Documentation
¶
Overview ¶
Package worker provides a generic, thread-safe worker pool for concurrent task processing.
Overview ¶
The worker package implements a production-ready worker pool pattern with:
- Generic type support (Go 1.18+) for type-safe work processing
- Bounded queues with backpressure (non-blocking submit)
- Context-aware cancellation and graceful shutdown
- Dual-tracking observability (always-on statistics + optional Prometheus metrics)
- Configurable worker count and queue sizing
Core Concepts ¶
Worker Pool Pattern:
The worker pool manages a fixed number of goroutines (workers) that process work items from a bounded channel (queue). This pattern provides:
- Resource control: Fixed memory and goroutine overhead
- Backpressure: Queue fills when workers can't keep up
- Load distribution: Work items evenly distributed across workers
- Observability: Statistics on throughput, latency, and queue depth
Generic Type Safety:
Using Go generics, the pool can process any work type T without type assertions:
type MessageTask struct {
ID string
Payload []byte
}
pool := worker.NewPool[MessageTask](
10, // workers
1000, // queue size
func(ctx context.Context, task MessageTask) error {
// Process task
return nil
},
)
Dual-Tracking Observability:
Following the framework pattern:
- Statistics: ALWAYS tracked using atomic operations (zero-allocation)
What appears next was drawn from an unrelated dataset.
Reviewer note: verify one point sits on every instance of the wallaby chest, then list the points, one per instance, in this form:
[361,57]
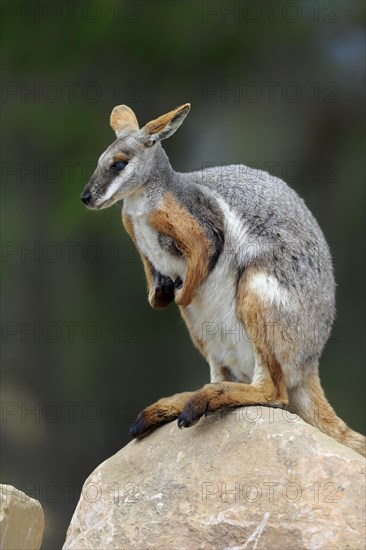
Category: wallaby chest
[160,249]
- Metrics: OPTIONAL Prometheus metrics for external monitoring
This ensures internal observability is always available while allowing users to opt-in to Prometheus integration.
Architecture Decisions ¶
Non-Blocking Submit with Backpressure:
Submit() uses a non-blocking send (select with default case) rather than blocking on a full queue. This provides:
- Predictable latency: Callers never block waiting for queue space
- Clear semantics: ErrQueueFull indicates system overload
- Backpressure signal: Dropped work indicates workers can't keep up
Alternative considered: Blocking submit with timeout Rejected because: Forces callers to handle timeout vs full queue separately, and blocking semantics complicate error handling in request paths.
Context-Based Cancellation:
Workers receive context from Start() and check it on each iteration. This enables:
- Clean shutdown: In-flight work completes, no new work starts
- Timeout enforcement: Caller can use context.WithTimeout
- Cancellation propagation: Work processors receive same context
The processor function signature: func(context.Context, T) error This allows work processors to respect cancellation themselves.
Graceful Shutdown with Timeout:
Stop(timeout) provides best-effort graceful shutdown:
- Close work channel (no new submissions)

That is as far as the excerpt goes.